フリーアナウンサー 松原敬生の『今日のエッセイ』

思っている事、感じている事などを自由に綴ります。

コンコンチキチン

2012-07-16 23:46:54 | Weblog
日本の7月といえば、やはり京都です。日本の三大祭『祇園祭』の7月ですからね。しかし今年は梅雨前線が大暴れして、各地に大雨の被害が出て報道の中心が被災地に向いていますので、どうしても忘れがちになります。

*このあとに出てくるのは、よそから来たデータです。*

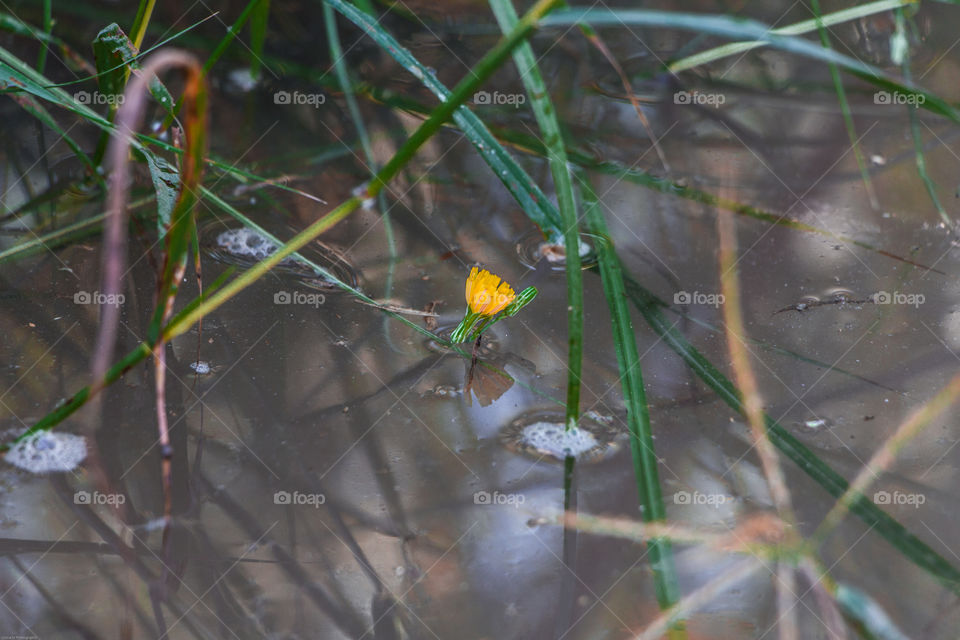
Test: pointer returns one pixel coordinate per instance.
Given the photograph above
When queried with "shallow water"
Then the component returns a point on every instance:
(333, 478)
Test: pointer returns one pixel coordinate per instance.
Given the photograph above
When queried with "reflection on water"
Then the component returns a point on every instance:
(332, 478)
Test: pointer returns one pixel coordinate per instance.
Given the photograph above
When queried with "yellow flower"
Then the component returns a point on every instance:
(487, 294)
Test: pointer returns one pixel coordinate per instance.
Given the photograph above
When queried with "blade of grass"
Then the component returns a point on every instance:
(638, 417)
(47, 28)
(799, 28)
(346, 85)
(141, 21)
(545, 114)
(845, 110)
(528, 195)
(594, 38)
(62, 235)
(881, 460)
(735, 28)
(921, 161)
(887, 527)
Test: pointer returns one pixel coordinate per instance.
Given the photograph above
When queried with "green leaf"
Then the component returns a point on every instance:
(528, 195)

この祇園祭は、平等や災害を引き起こすのはこの世に恨みを残す死者の魂のせいだと考えて死者の霊を鎮める行事なのです。祭にまつわる風習はいろいろあり、この切り口が神社の紋に似ているといってキュウリを水神様に供えたり、邪気を祓うチマキが鉾から投げられるのにちなんで家の門口にチマキを吊して病気退散の祈願をします。京都の人が「祇園さん」と呼んでいる神社が八坂神社です。その祭礼が祇園祭なんです。

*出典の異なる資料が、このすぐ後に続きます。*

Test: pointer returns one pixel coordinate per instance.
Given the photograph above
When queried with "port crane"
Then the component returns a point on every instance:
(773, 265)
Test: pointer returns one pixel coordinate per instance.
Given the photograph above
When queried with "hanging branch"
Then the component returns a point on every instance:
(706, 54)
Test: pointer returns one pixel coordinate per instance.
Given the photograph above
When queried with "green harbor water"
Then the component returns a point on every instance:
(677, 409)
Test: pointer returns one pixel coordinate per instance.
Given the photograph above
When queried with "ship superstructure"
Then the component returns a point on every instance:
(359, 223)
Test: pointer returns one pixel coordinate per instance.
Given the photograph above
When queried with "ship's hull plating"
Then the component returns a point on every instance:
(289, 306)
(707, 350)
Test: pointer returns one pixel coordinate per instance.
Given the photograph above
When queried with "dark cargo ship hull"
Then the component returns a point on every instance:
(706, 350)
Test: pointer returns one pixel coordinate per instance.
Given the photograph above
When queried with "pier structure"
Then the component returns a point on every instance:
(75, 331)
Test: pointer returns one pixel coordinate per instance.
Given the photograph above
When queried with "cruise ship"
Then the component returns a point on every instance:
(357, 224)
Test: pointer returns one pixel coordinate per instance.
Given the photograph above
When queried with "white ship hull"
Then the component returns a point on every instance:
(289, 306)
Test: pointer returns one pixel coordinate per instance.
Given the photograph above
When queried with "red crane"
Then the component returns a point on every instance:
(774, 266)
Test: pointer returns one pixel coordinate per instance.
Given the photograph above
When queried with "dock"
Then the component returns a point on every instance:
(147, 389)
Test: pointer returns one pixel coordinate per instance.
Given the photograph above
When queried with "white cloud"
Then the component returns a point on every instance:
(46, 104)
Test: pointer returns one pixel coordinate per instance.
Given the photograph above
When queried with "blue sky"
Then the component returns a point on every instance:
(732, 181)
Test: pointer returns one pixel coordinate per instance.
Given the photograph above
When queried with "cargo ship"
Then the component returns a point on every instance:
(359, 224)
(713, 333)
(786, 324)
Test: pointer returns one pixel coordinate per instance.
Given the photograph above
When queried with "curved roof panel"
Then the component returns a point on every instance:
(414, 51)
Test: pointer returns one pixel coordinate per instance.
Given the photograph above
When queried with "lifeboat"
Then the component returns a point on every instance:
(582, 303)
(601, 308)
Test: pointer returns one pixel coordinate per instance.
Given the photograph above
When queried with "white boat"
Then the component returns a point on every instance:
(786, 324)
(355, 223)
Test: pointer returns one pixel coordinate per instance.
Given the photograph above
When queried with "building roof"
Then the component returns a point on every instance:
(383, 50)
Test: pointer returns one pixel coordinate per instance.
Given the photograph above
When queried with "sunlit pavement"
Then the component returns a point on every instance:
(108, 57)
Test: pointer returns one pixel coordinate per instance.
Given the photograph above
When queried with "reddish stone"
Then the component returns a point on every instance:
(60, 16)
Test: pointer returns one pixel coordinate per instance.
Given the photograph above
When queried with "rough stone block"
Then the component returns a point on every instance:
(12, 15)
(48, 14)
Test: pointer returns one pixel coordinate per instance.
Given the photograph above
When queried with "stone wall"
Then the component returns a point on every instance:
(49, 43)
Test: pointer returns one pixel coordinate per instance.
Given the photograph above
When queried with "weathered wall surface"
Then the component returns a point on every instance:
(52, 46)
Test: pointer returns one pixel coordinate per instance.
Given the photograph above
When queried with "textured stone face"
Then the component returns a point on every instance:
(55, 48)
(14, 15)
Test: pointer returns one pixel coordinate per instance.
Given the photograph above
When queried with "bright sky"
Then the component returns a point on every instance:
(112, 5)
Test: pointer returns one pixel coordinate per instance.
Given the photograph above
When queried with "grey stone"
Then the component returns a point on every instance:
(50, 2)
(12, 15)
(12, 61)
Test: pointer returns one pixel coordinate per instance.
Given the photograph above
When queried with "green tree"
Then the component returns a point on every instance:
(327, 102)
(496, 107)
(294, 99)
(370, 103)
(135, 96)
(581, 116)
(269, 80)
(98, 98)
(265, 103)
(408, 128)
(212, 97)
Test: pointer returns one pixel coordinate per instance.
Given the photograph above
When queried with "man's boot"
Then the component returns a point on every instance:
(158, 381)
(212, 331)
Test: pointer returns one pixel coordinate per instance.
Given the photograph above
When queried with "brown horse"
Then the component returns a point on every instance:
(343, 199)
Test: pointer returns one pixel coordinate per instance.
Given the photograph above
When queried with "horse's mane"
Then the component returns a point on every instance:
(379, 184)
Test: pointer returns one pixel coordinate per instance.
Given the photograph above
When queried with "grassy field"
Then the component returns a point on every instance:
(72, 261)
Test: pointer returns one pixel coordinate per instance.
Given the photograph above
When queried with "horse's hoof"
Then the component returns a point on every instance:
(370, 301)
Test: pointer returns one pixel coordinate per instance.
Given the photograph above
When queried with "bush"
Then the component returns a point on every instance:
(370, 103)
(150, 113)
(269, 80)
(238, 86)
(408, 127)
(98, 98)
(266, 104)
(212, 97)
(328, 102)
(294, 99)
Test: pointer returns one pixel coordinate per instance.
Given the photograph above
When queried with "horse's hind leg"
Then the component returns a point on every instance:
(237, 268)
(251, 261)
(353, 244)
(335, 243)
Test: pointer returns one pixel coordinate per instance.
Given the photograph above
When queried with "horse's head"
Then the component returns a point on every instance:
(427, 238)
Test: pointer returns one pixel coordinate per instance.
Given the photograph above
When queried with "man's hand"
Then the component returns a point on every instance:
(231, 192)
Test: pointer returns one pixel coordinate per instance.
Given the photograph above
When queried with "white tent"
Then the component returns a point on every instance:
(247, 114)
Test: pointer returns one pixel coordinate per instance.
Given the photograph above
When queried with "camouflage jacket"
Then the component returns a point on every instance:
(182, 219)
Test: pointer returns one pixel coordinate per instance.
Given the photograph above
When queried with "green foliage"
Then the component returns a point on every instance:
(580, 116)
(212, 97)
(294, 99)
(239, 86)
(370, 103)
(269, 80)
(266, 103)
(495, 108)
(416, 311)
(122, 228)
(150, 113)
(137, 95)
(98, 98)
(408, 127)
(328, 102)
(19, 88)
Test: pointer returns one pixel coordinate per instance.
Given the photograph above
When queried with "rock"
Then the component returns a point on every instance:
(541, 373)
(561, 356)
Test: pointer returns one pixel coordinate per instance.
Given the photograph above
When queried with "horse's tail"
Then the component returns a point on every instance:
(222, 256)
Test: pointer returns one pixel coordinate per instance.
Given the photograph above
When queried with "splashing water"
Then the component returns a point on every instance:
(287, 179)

17日の山鉾巡行の前4日間に祇園囃しの音色が街中で聞かれるのです。その音色が「コンコンチキチン」です。しかしこの音色、現在では心を浮き立たせるもののように受け取っていますが、本来は鉦で疫神を鎮めるものです。不順な天候で各地に被害が出ていますが、今こそ本来の気持ちに立ち返って、災害退散のためのコンコンチキチンにしなければなりませんね。